At that moment, Dur understood: this was the end. If he didn't change now, in a second he would become part of that stone ball into which the barricade was turning.
Inside his Vessel, something crunched. It wasn't the crunch of bone—an invisible barrier, holding back his development, had burst. The power, previously compressed to a stone-like state, suddenly found a way out. It didn't just flow—it burst through his channels, expanding them with monstrous force.
This was a breakthrough.
Dur felt his energy change qualitatively. He had reached the 2nd level of Energy—the Warrior level.
In that same second, his regeneration, which had already been ahead of his level, made a qualitative leap. His broken shoulder was no longer felt as a burden—Warrior-level energy instantly flooded the damaged tissues, creating a temporary "framework" of pure power.

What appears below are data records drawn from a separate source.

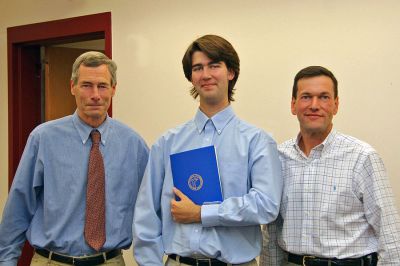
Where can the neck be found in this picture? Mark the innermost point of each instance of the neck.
(309, 140)
(210, 110)
(93, 122)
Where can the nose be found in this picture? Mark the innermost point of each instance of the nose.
(206, 73)
(95, 94)
(314, 105)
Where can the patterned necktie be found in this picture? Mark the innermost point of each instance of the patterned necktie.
(95, 231)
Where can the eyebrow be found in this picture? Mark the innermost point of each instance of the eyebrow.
(210, 63)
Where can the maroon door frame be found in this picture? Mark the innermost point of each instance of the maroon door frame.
(24, 77)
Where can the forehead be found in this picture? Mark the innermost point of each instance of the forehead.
(94, 73)
(318, 84)
(200, 57)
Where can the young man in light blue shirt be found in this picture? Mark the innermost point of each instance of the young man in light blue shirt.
(223, 233)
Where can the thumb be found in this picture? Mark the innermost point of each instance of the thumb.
(179, 193)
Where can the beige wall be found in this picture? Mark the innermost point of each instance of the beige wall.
(358, 40)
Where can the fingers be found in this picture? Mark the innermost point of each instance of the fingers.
(179, 193)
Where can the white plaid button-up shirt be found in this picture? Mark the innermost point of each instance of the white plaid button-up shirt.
(337, 203)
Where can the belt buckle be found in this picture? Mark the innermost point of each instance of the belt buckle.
(208, 260)
(307, 257)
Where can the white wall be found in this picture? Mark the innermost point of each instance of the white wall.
(358, 40)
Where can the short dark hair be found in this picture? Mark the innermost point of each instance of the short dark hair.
(314, 71)
(217, 49)
(94, 59)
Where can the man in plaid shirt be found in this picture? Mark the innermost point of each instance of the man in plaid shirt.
(337, 206)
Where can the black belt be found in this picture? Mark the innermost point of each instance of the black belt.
(79, 261)
(367, 260)
(199, 262)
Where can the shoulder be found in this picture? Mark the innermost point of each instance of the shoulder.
(253, 132)
(56, 126)
(176, 132)
(352, 144)
(124, 131)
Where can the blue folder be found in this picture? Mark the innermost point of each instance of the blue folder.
(195, 173)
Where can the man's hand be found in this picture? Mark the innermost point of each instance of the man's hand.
(185, 211)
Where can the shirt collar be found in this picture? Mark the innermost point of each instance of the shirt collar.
(220, 119)
(84, 129)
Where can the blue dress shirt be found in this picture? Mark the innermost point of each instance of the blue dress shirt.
(47, 200)
(251, 181)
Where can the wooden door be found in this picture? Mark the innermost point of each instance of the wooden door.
(58, 100)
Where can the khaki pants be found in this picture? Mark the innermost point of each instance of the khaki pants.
(39, 260)
(171, 262)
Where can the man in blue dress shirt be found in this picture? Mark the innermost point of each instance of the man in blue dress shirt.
(223, 233)
(47, 200)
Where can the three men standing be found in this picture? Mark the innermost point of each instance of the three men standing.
(337, 205)
(75, 188)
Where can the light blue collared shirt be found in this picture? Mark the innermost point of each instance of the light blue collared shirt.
(47, 200)
(250, 173)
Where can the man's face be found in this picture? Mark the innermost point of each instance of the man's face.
(210, 79)
(315, 105)
(93, 93)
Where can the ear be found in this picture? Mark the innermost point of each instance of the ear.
(231, 74)
(336, 106)
(72, 87)
(293, 106)
(113, 90)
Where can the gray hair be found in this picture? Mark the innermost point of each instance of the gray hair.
(94, 59)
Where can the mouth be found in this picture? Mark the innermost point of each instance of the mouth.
(208, 85)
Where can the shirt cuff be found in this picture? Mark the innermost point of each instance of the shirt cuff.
(209, 215)
(9, 263)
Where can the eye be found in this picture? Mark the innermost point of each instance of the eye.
(102, 86)
(86, 85)
(197, 68)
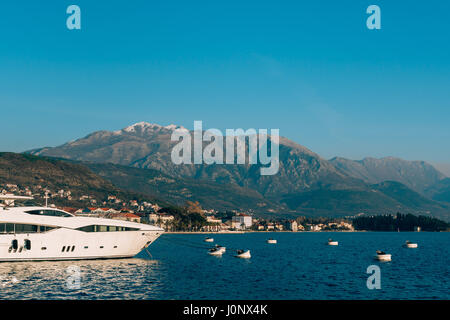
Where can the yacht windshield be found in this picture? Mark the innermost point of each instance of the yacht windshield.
(49, 212)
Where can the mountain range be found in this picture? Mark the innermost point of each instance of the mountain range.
(138, 158)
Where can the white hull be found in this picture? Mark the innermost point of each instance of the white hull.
(383, 257)
(49, 245)
(67, 240)
(245, 255)
(218, 252)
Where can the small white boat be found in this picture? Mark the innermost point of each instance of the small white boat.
(216, 252)
(382, 256)
(221, 248)
(243, 254)
(332, 242)
(409, 244)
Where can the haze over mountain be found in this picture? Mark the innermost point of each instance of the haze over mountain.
(145, 145)
(417, 175)
(305, 183)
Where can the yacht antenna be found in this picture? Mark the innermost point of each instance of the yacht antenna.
(46, 198)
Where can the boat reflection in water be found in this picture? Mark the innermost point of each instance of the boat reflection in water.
(131, 278)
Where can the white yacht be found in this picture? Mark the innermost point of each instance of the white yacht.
(42, 233)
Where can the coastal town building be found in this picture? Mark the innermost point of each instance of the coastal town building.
(241, 221)
(293, 226)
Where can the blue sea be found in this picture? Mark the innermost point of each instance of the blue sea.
(299, 266)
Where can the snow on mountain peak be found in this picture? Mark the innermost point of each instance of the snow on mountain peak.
(143, 126)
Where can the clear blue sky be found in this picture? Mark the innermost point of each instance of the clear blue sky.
(310, 68)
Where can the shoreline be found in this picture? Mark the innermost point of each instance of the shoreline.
(242, 232)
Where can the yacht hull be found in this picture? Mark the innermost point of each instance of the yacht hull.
(69, 244)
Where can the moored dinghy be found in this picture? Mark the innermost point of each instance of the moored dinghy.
(243, 254)
(409, 244)
(332, 242)
(221, 248)
(215, 251)
(382, 256)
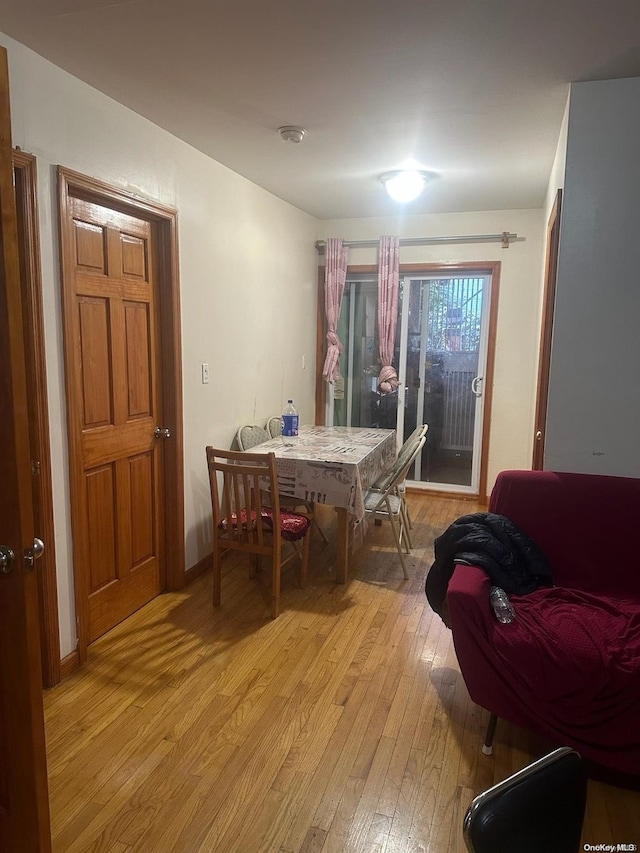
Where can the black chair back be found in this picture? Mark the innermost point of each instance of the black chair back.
(539, 808)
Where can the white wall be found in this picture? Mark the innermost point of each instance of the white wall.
(518, 332)
(593, 420)
(247, 267)
(556, 179)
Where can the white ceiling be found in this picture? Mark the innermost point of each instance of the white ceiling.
(473, 90)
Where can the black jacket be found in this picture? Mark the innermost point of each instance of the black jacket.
(495, 544)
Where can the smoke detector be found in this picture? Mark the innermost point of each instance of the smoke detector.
(291, 133)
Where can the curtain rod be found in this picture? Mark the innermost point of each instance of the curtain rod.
(506, 237)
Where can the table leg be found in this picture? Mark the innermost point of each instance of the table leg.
(343, 523)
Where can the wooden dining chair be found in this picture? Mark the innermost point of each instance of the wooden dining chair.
(386, 477)
(388, 502)
(274, 429)
(243, 520)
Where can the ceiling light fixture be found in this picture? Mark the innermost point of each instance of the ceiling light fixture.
(405, 185)
(291, 133)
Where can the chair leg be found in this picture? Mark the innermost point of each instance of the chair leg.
(404, 509)
(217, 575)
(397, 535)
(319, 529)
(276, 570)
(304, 559)
(487, 746)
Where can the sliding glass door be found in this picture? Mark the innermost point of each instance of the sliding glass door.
(440, 357)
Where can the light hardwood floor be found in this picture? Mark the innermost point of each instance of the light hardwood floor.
(344, 725)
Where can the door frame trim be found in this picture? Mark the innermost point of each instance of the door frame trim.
(26, 184)
(164, 221)
(546, 332)
(491, 268)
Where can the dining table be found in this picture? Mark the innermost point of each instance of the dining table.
(333, 465)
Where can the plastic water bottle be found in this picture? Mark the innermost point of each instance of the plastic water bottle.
(502, 607)
(290, 423)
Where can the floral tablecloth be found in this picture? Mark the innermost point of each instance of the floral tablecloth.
(332, 465)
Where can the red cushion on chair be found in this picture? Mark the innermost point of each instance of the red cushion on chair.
(293, 526)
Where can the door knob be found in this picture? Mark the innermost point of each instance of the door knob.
(7, 559)
(34, 553)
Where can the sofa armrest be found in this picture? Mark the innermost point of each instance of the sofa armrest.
(473, 624)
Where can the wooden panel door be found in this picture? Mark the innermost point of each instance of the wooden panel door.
(24, 810)
(114, 406)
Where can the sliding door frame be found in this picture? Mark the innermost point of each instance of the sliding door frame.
(488, 268)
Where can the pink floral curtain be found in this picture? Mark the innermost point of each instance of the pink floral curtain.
(335, 274)
(388, 285)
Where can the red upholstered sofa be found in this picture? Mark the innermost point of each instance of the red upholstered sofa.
(568, 666)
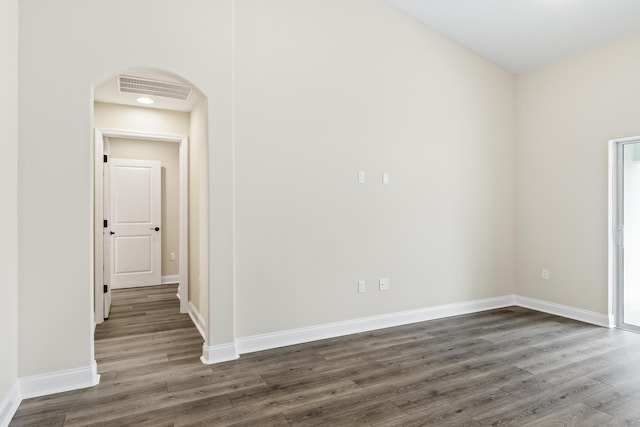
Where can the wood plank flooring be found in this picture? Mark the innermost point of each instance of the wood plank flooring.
(507, 367)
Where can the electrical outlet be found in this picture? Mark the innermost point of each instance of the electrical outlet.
(545, 275)
(361, 286)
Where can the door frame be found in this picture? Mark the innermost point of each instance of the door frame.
(183, 226)
(616, 232)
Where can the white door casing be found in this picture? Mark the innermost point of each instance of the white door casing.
(106, 233)
(135, 221)
(101, 137)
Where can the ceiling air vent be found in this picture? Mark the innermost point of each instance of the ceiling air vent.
(153, 87)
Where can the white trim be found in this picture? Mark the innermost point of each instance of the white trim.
(197, 319)
(297, 336)
(9, 405)
(586, 316)
(58, 382)
(170, 279)
(218, 353)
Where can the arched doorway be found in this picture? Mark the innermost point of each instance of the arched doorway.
(177, 115)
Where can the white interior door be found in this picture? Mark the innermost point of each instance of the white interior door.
(629, 235)
(135, 222)
(106, 234)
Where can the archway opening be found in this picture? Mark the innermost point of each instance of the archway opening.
(173, 113)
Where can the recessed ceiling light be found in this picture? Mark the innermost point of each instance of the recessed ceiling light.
(144, 100)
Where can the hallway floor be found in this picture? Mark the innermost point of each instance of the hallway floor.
(511, 367)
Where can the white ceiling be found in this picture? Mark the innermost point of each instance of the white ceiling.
(515, 34)
(522, 34)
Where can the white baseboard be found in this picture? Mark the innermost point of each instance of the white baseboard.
(9, 405)
(170, 279)
(218, 353)
(197, 320)
(586, 316)
(297, 336)
(57, 382)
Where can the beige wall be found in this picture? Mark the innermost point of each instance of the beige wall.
(123, 117)
(168, 153)
(9, 197)
(567, 112)
(327, 88)
(55, 153)
(198, 206)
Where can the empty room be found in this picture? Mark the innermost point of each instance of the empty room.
(360, 212)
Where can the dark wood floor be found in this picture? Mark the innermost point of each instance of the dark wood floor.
(511, 367)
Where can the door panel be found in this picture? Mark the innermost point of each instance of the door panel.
(630, 229)
(135, 221)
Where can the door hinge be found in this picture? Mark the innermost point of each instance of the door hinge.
(621, 235)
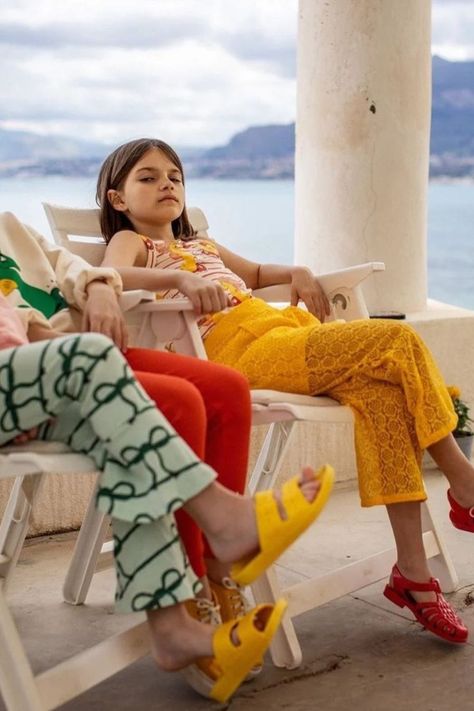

The gravity that had just been pressing him to the ground suddenly ceased to be insurmountable. Dur, guided by an animal survival instinct, rolled aside, avoiding the enemy Warrior's strike. The blade struck the stone where the young man's head had been a moment before.
Dur leaped to his feet. He was still weaker than a standard Warrior, he was still part of the crowd in this war, but now he was not helpless. His power was deep and stable. He felt every muscle in his body, every drop of blood.
"Alive..." Maël exhaled, cutting a path to his friend.
Dur didn't answer. He looked at his hands. They no longer trembled. His Vessel had expanded, accepting a new portion of power. He remained an Initiate in terms of experience, but his energy now belonged to a Warrior.
The assault continued. Heralds of Alvost burst into the breach, crushing the defenders; Divilla and Valtorn continued their titanic duel; and Somn and Moros continued to stare at each other across miles and walls. The battle for the Iron Gullet was only beginning, but Dur now had a chance not just to die for a "Better World," but to live until the day he would begin to build it.